— The Method
How it comes together.
- Step 01
In a large bowl, rub the chicken with the salt, ginger, turmeric, black pepper, and saffron that has been bloomed in warm water. Add the garlic, cilantro, parsley, and olive oil, then massage everything thoroughly into the meat, making sure the seasoning gets into every fold and joint. Let it sit at least 30 minutes if you can, because that short rest helps the aromatics wake up and settle into the chicken instead of floating on the surface.
- Step 02
Arrange the sliced onions across the base of a tagine or a heavy Dutch oven, then nestle the chicken pieces on top in a single snug layer. Spoon over every bit of the marinade, add the cinnamon stick, preserved lemon strips, and water, then drizzle in the olive oil. Set the heat low and patient; the goal is not an aggressive boil, but a gentle trembling simmer that slowly coaxes juices from the onion and chicken into a glossy sauce.
- Step 03
Cover and cook for about 45 minutes, turning the chicken once or twice so the top pieces bathe in the sauce and color evenly. As it cooks, the onions should soften almost into a confit texture, the saffron should turn the broth golden, and the kitchen should smell sweet, savory, and unmistakably Moroccan.

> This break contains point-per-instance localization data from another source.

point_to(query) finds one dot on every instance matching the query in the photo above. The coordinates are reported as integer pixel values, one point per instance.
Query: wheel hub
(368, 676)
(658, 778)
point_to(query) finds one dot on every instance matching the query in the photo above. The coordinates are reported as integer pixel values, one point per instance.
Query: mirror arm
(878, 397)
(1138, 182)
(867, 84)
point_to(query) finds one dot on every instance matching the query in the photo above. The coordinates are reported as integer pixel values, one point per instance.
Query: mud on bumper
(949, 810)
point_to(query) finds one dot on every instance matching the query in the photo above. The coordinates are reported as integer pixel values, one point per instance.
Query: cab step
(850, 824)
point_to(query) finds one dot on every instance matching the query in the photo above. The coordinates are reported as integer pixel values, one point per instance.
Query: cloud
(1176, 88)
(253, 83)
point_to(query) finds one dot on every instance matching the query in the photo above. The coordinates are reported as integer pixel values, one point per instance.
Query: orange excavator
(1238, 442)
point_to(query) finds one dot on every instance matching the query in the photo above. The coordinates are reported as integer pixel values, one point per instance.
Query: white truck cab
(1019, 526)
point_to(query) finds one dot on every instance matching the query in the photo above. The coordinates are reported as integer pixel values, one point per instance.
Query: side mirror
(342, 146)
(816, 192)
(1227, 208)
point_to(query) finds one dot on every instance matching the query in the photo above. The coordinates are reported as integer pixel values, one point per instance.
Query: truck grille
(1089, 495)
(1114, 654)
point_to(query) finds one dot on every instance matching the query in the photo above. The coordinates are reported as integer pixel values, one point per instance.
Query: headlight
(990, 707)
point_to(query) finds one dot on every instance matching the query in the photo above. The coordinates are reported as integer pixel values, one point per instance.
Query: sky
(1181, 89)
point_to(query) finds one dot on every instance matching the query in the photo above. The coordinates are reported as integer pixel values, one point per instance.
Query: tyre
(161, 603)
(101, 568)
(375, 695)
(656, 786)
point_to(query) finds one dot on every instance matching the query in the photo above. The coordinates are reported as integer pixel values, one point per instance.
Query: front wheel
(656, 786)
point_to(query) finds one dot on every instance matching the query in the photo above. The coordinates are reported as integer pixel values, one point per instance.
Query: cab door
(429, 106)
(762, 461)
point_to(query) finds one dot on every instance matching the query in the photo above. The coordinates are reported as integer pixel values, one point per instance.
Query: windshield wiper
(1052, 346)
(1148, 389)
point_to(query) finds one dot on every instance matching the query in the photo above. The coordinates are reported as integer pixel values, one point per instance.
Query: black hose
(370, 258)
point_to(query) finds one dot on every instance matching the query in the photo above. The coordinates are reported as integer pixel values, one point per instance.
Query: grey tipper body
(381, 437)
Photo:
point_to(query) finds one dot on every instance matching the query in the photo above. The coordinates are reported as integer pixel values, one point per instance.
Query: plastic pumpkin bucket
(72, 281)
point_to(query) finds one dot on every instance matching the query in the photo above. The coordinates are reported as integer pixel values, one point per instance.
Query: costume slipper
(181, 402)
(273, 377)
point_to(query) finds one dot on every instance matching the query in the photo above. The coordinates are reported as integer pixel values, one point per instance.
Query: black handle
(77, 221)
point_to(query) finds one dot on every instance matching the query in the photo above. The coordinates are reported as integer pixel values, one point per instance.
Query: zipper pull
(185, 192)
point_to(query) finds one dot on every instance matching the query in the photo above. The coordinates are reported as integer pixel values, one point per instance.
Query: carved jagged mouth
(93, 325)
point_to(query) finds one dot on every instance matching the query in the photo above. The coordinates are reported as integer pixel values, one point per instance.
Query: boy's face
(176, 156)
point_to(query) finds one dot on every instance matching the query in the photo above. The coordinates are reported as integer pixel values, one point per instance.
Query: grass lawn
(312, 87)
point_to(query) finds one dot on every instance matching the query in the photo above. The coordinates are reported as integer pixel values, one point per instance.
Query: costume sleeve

If the liquid reduces too fast, add a small splash of water, but keep it restrained so the final sauce stays concentrated.
- Step 04
Add the olives and preserved lemon if you held some back for fresher flavor, then continue cooking uncovered for 15 to 20 minutes. This is the moment to watch the sauce carefully: it should reduce until it lightly coats a spoon, not disappear or become greasy. Baste the chicken repeatedly so the skin takes on the color and shine of the spiced broth.
- Step 05
Taste and adjust the seasoning with a light hand, because preserved lemon and olives already bring salinity and brightness. Finish with chopped parsley and cilantro, then let the tagine rest a few minutes before serving so the sauce settles and the flavors round out. Serve it hot with khobz or crusty bread, and make sure nobody misses the onions at the bottom because they are half the pleasure of the dish.